Pensions and salaries

Statistics tell us that middle class wages have been stagnant over the past 30 plus years and there are a number of reasons for this, one being the tendency of public sector workers to accept lower pay for increased benefits, mostly in the area of retirement and health care. Since I spent many years calculating retirement benefits for people. I use this as example to illustrate the point. Most public employees are unionized and have defined benefit pension plans. These are plans that guarantee a pension based on years of service. Typically they will pay a man 1.5% of his final salary for each year he worked. If he retired with 30 years of service he would receive 45% of his final pay.
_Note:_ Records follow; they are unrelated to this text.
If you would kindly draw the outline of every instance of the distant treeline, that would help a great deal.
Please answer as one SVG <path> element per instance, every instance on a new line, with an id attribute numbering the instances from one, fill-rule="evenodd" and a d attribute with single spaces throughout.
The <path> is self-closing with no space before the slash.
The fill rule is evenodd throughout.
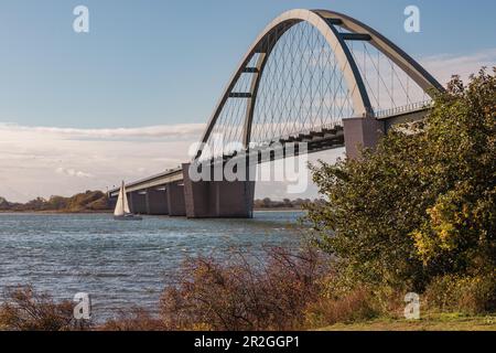
<path id="1" fill-rule="evenodd" d="M 37 197 L 26 203 L 13 203 L 0 197 L 0 212 L 101 212 L 108 211 L 107 195 L 101 191 L 86 191 L 71 197 Z"/>
<path id="2" fill-rule="evenodd" d="M 303 208 L 305 204 L 321 203 L 322 200 L 284 199 L 273 201 L 269 197 L 255 200 L 256 210 L 267 208 Z M 103 212 L 110 211 L 107 195 L 101 191 L 86 191 L 71 197 L 51 196 L 50 199 L 36 197 L 26 203 L 9 202 L 0 196 L 0 212 Z"/>
<path id="3" fill-rule="evenodd" d="M 320 203 L 323 203 L 323 201 L 319 200 L 319 199 L 315 199 L 313 201 L 310 199 L 295 199 L 295 200 L 284 199 L 282 201 L 273 201 L 273 200 L 270 200 L 269 197 L 266 197 L 266 199 L 261 199 L 261 200 L 255 200 L 254 207 L 256 210 L 261 210 L 261 208 L 295 208 L 295 210 L 300 210 L 300 208 L 303 208 L 304 205 L 320 204 Z"/>

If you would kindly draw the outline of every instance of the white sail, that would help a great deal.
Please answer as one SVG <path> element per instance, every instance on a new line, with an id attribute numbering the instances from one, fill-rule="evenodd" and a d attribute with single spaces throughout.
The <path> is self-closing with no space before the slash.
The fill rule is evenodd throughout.
<path id="1" fill-rule="evenodd" d="M 126 193 L 126 186 L 122 183 L 122 186 L 119 191 L 119 197 L 117 197 L 117 204 L 116 210 L 114 210 L 115 216 L 123 216 L 125 214 L 130 214 L 131 211 L 129 210 L 129 203 L 128 203 L 128 195 Z"/>
<path id="2" fill-rule="evenodd" d="M 116 210 L 114 210 L 115 216 L 123 216 L 123 214 L 125 214 L 122 195 L 123 195 L 122 188 L 120 188 L 119 197 L 117 197 Z"/>
<path id="3" fill-rule="evenodd" d="M 129 210 L 129 203 L 128 203 L 128 193 L 126 192 L 126 186 L 122 186 L 122 194 L 123 194 L 123 211 L 125 213 L 131 213 L 131 210 Z"/>

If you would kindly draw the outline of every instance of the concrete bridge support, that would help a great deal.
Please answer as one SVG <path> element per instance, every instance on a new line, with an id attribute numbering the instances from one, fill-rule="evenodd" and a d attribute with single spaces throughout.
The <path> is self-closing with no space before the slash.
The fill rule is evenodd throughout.
<path id="1" fill-rule="evenodd" d="M 184 201 L 184 184 L 173 182 L 166 184 L 166 204 L 170 216 L 185 216 L 186 206 Z"/>
<path id="2" fill-rule="evenodd" d="M 147 214 L 147 193 L 145 192 L 130 192 L 128 194 L 129 208 L 134 214 Z"/>
<path id="3" fill-rule="evenodd" d="M 343 119 L 346 156 L 351 159 L 359 158 L 360 148 L 375 148 L 385 135 L 384 121 L 375 118 Z"/>
<path id="4" fill-rule="evenodd" d="M 165 186 L 147 189 L 147 214 L 169 214 L 168 190 Z"/>
<path id="5" fill-rule="evenodd" d="M 251 218 L 254 181 L 200 181 L 190 179 L 190 163 L 183 164 L 184 197 L 188 218 Z"/>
Here is an example of how it works. A man starts working for the company at age 32 and retires at age 62. First calculate his net pay before retirement. $40,000 gross -11,400 standard deduction - 7,400 personal exemptions(2) $21,200 taxable income $2,330 federal tax plus $700 state tax plus $3,060 payroll tax $33,910 net pay assuming no deductions for health care or pension Retire with 45% of pay or $18,000 plus $15,000 social security or $33,000. There is no income tax or payroll tax for this retiree. I have visited with many people who did not plan to retire at 62 but when I pointed out they would be working for free they changed their minds. In reality most of the people I worked with who were union employees have more net income after retirement than when they were working. Since most of these people accepted benefits in lieu of salary it is particularly difficult for them to now see cities, counties and states who cannot afford to keep the promises that were made to these retirees.